¿Sueñan los androides con ovejas eléctricas? (Philip K. Dick, Edhasa) es una novela corta de ciencia ficción, y seguramente la obra más conocida de su autor. Su trama encierra reflexiones que pueden llevarnos desde las preguntas más básicas sobre la diferencia de clases, la esclavitud o la xenofobia, hasta plantemientos filosóficos acerca de lo que nos define como seres humanos. Los hechos se desarrollan en un futuro post-nuclear. De hecho para nosotros la acción se sitúa en el pasado, en 1.992, pero debe tenerse en cuenta que esta obra se publicó en 1.968. Tras una guerra a escala mundial, la Tierra ha quedado prácticamente sin vida. Algunas personas siguen viviendo en ella, pero la mayoría se han trasladado a colonias fuera del planeta. El polvo radiactivo ha hecho difícil la supervivencia, por lo que también los animales son escasos. Una nueva religión, el mercerismo, ha hecho de ellos un bien codiciable, un elemento indispensable para seguir el camino de la Ascensión y fundirse con Mercer, el creador de aquel culto. No poseer un animal se considera vergonzoso. Por eso, quienes no pueden permitirse uno de verdad, se conforman con uno eléctrico, un modelo prácticamente indistinguible de un animal real. Si bien su dueño nunca se sentirá satisfecho con él, al menos podrá guardar las apariencias.

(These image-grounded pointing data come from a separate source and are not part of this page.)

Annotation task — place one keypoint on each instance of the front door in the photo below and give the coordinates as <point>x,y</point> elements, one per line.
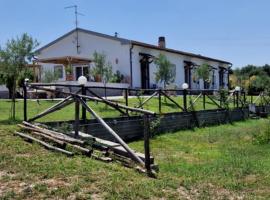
<point>145,77</point>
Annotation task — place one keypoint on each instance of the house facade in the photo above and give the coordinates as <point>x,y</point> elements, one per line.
<point>133,59</point>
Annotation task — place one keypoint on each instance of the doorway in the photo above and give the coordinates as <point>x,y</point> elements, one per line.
<point>145,77</point>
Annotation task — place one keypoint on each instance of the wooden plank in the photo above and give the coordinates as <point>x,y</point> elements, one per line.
<point>54,134</point>
<point>54,108</point>
<point>112,132</point>
<point>62,143</point>
<point>119,149</point>
<point>48,146</point>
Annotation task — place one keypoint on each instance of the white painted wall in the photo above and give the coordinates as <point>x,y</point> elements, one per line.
<point>88,45</point>
<point>114,49</point>
<point>176,59</point>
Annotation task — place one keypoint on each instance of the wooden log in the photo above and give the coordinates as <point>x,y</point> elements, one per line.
<point>113,133</point>
<point>213,101</point>
<point>54,134</point>
<point>138,110</point>
<point>104,145</point>
<point>48,146</point>
<point>173,101</point>
<point>146,100</point>
<point>54,108</point>
<point>82,149</point>
<point>110,103</point>
<point>77,118</point>
<point>195,100</point>
<point>59,142</point>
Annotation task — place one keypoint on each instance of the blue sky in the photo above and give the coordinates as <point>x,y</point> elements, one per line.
<point>234,30</point>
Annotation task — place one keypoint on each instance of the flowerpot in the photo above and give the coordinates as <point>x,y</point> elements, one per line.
<point>98,78</point>
<point>69,77</point>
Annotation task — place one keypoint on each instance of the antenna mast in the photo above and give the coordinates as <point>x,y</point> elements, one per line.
<point>76,24</point>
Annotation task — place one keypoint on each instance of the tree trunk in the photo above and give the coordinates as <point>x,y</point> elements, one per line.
<point>13,103</point>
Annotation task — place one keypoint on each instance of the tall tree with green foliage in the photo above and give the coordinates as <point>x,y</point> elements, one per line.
<point>165,70</point>
<point>14,57</point>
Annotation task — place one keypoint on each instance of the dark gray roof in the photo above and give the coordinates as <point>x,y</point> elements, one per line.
<point>126,41</point>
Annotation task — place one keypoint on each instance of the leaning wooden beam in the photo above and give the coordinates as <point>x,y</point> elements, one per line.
<point>54,134</point>
<point>107,102</point>
<point>146,100</point>
<point>214,101</point>
<point>54,108</point>
<point>173,101</point>
<point>113,133</point>
<point>138,110</point>
<point>82,149</point>
<point>195,100</point>
<point>48,146</point>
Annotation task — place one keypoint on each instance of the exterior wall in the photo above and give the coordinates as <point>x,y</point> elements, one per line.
<point>88,45</point>
<point>176,59</point>
<point>130,128</point>
<point>120,50</point>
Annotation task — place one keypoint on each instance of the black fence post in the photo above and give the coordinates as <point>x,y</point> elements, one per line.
<point>24,101</point>
<point>159,101</point>
<point>185,99</point>
<point>83,108</point>
<point>77,118</point>
<point>245,100</point>
<point>234,99</point>
<point>147,143</point>
<point>204,100</point>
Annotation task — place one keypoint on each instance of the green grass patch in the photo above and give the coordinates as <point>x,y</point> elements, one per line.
<point>220,162</point>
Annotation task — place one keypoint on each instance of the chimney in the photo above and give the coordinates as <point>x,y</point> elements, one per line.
<point>161,42</point>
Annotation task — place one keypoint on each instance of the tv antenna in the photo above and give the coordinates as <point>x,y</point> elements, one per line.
<point>76,24</point>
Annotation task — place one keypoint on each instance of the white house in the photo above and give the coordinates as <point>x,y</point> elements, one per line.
<point>132,58</point>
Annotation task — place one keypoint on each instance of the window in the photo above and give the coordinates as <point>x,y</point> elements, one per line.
<point>58,71</point>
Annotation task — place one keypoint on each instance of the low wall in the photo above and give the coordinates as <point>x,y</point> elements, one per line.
<point>131,128</point>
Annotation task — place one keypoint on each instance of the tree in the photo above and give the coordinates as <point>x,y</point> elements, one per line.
<point>165,70</point>
<point>14,58</point>
<point>203,72</point>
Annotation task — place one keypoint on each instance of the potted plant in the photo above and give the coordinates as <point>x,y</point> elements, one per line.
<point>69,73</point>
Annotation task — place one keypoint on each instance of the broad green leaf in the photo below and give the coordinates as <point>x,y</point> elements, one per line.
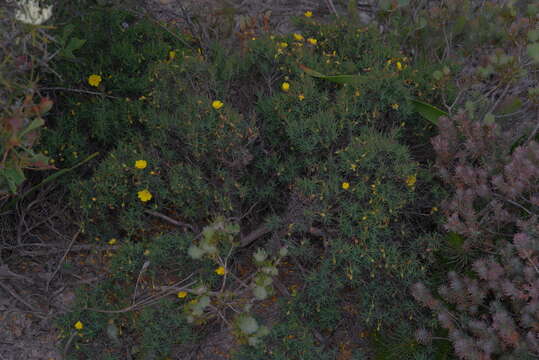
<point>50,178</point>
<point>13,175</point>
<point>248,325</point>
<point>428,111</point>
<point>533,51</point>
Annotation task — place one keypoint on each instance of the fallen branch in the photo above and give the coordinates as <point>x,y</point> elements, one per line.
<point>170,220</point>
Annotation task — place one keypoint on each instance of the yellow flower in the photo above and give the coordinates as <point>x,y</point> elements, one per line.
<point>144,195</point>
<point>141,164</point>
<point>94,80</point>
<point>411,180</point>
<point>217,104</point>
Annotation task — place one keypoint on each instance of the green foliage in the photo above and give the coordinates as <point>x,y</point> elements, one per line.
<point>288,340</point>
<point>270,156</point>
<point>161,327</point>
<point>120,51</point>
<point>23,59</point>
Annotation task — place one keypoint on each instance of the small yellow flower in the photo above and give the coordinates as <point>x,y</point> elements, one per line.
<point>217,104</point>
<point>94,80</point>
<point>141,164</point>
<point>144,195</point>
<point>411,180</point>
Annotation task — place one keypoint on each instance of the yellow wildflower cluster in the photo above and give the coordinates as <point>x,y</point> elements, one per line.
<point>217,104</point>
<point>94,80</point>
<point>141,164</point>
<point>144,195</point>
<point>411,180</point>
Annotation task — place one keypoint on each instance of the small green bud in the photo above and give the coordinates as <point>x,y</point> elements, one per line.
<point>260,255</point>
<point>195,252</point>
<point>260,292</point>
<point>248,325</point>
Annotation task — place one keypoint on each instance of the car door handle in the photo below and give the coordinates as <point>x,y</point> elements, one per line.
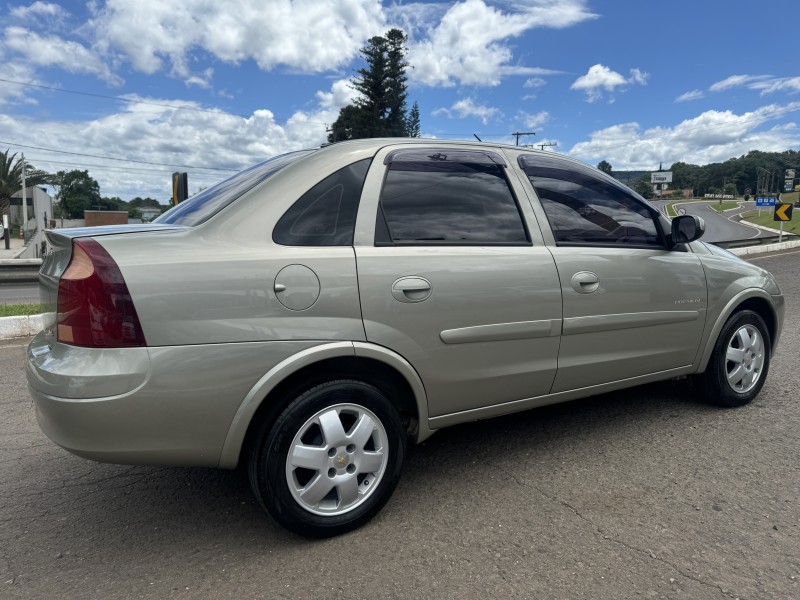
<point>411,289</point>
<point>585,282</point>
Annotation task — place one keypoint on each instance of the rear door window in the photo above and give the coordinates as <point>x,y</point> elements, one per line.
<point>447,197</point>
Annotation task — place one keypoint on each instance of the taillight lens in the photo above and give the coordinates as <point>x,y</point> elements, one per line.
<point>94,306</point>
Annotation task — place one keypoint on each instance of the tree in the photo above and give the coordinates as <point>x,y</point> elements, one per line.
<point>605,167</point>
<point>11,178</point>
<point>396,83</point>
<point>643,187</point>
<point>380,109</point>
<point>412,125</point>
<point>78,192</point>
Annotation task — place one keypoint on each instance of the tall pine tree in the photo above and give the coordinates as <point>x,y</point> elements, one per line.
<point>380,110</point>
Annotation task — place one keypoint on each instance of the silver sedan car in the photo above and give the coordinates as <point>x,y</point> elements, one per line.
<point>313,314</point>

Ese es el contexto en el que vive Rick Deckard, un cazador de bonificaciones angustiado por poseer una oveja eléctrica, en lugar de un animal de verdad. Los cazadores de bonificaciones son agentes que se encargan de retirar androides de la circulación. Los androides se han hecho prácticamente indistinguibles de los seres humanos, y son un elemento indispensable para los colonos. De hecho, a toda persona que accede a dejar la Tierra para vivir en una colonia se le entrega un androide para que realice las tareas que su dueño le encomiende. Algo muy parecido a un esclavo. Pero algunos de estos androides huyen de sus amos y se atreven a viajar hasta la Tierra, haciéndose pasar por seres humanos. Ellos son las presas para los cazadores como Deckard. Él será el encargado de encontrar a un andrillo especialmente peligroso que a punto ha estado de acabar con la vida de otro cazador de bonificaciones. Esa búsqueda se ampliará a un grupo de androides que pertenecen a un nuevo modelo tan avanzado que pone en duda la validez de los tests que se utilizan para diferenciar androides y humanos.

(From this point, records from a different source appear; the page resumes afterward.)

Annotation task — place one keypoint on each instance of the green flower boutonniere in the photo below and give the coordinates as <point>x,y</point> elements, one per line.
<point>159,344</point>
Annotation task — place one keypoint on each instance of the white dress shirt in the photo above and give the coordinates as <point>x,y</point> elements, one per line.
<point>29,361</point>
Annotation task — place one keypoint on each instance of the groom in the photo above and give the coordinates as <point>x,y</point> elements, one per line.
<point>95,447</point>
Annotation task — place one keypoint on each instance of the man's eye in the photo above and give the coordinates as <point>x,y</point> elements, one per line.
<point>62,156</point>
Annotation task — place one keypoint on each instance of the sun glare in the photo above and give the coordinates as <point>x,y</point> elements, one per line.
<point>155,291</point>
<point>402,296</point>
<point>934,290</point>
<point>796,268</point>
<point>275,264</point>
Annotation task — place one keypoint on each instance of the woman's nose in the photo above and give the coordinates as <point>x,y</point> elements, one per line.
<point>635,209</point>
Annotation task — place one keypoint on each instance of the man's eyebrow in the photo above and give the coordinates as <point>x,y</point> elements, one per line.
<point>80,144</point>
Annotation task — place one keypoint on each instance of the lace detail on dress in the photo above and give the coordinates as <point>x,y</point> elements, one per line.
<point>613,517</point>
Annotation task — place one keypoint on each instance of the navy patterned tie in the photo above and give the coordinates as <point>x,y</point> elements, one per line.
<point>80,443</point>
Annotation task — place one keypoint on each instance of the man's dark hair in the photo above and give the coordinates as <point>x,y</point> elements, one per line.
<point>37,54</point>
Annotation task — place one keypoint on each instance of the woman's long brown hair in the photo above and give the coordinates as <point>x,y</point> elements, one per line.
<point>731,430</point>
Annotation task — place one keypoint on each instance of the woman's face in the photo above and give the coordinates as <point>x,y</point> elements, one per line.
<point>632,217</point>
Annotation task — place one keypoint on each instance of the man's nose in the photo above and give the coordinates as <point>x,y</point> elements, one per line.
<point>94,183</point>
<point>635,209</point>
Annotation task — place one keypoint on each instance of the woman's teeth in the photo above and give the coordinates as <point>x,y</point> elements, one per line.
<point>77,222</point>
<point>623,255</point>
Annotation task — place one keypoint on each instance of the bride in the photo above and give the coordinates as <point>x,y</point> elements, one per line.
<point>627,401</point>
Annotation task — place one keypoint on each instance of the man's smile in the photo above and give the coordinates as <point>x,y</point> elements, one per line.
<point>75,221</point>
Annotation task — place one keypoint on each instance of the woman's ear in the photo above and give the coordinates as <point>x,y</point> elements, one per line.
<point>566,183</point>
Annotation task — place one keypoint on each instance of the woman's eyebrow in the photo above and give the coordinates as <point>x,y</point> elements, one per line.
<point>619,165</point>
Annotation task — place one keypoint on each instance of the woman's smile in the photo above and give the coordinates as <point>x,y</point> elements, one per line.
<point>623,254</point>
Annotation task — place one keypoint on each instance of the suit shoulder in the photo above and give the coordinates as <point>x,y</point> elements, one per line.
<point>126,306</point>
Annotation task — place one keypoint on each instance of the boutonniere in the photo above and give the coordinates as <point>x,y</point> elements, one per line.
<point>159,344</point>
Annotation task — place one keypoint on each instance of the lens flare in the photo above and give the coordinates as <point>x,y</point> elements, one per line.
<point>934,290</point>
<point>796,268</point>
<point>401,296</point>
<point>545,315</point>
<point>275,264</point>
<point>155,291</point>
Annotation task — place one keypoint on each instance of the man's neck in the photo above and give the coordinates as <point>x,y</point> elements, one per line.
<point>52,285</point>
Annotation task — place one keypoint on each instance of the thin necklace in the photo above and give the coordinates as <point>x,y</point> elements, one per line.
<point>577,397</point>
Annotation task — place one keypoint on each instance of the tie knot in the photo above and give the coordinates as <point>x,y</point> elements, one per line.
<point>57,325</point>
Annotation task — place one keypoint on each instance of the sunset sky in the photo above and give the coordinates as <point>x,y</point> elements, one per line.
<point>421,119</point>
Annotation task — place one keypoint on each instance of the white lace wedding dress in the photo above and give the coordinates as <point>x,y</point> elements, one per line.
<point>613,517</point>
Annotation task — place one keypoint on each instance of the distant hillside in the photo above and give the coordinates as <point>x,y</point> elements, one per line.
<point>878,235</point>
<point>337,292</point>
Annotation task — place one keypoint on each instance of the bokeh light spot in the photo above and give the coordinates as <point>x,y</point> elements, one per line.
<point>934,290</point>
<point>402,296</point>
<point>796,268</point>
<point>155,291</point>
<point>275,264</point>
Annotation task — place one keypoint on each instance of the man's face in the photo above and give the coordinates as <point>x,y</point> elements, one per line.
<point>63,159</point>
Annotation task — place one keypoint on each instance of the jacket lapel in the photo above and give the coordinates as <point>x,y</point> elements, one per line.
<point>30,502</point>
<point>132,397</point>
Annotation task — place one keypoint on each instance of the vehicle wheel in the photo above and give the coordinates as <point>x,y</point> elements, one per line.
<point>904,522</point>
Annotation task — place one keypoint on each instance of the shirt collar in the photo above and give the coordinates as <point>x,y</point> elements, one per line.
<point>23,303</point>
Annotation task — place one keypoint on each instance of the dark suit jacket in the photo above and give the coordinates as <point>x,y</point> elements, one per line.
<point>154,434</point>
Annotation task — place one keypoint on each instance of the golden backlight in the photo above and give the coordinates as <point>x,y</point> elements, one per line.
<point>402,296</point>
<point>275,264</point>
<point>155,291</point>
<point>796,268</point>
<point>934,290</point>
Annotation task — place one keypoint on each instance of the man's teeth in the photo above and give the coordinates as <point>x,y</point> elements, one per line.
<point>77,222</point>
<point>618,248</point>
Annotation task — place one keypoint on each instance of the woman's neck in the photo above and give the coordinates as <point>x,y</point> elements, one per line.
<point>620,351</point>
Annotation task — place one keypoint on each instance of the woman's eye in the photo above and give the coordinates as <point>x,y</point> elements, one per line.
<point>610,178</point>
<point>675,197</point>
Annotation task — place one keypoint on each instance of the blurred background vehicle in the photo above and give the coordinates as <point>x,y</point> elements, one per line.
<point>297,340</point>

La novela plantea en muy pocas páginas muchos problemas éticos, con muchos matices. Es imposible dejar de hacerse preguntas mientras se avanza en la lectura. En el mundo de Deckard no sólo los androides están condenados. Los seres humanos que no pasan un test de coeficiente intelectual también son apartados de casi todas las oportunidades, como si pertenecieran a una casta inferior. ¿Cuáles son las diferencias entre humanos con más inteligencia o menos? ¿Y entre humanos y androides, cuando estos últimos apenas pueden distinguirse de los primeros? ¿Por qué tenemos el poder de negar a unos un tipo de vida, y a otros la mera existencia? El protagonista de esta novela se hará algunas de estas preguntas a lo largo del relato. Un relato que se lee de un tirón, gracias a que sabe envolver perfectamente las cuestiones morales con un argumento interesante y un buen ritmo narrativo.
Philip K. Dick ayudó con esta novela a definir el subgénero del cyberpunk. El autor no llegó a ver la película de Ridley Scott, ya que murió meses antes de su estreno. Quizá se hubiera llevado un disgusto de haberla visto, y no por la calidad de la película, que ya se ha convertido por derecho propio en un icono del cine de ciencia-ficción, sino por las enormes diferencias (y omisiones) con respecto a su novela.
Quienes no hayáis visto a Harrison Ford encarnando a Rick Deckard, tenéis la suerte de poder leer esta obra sin ninguna imagen preconcebida de lo que vais a encontrar. Y los que ya hayáis visto la película, no tendréis la sensación de estar leyendo la misma historia.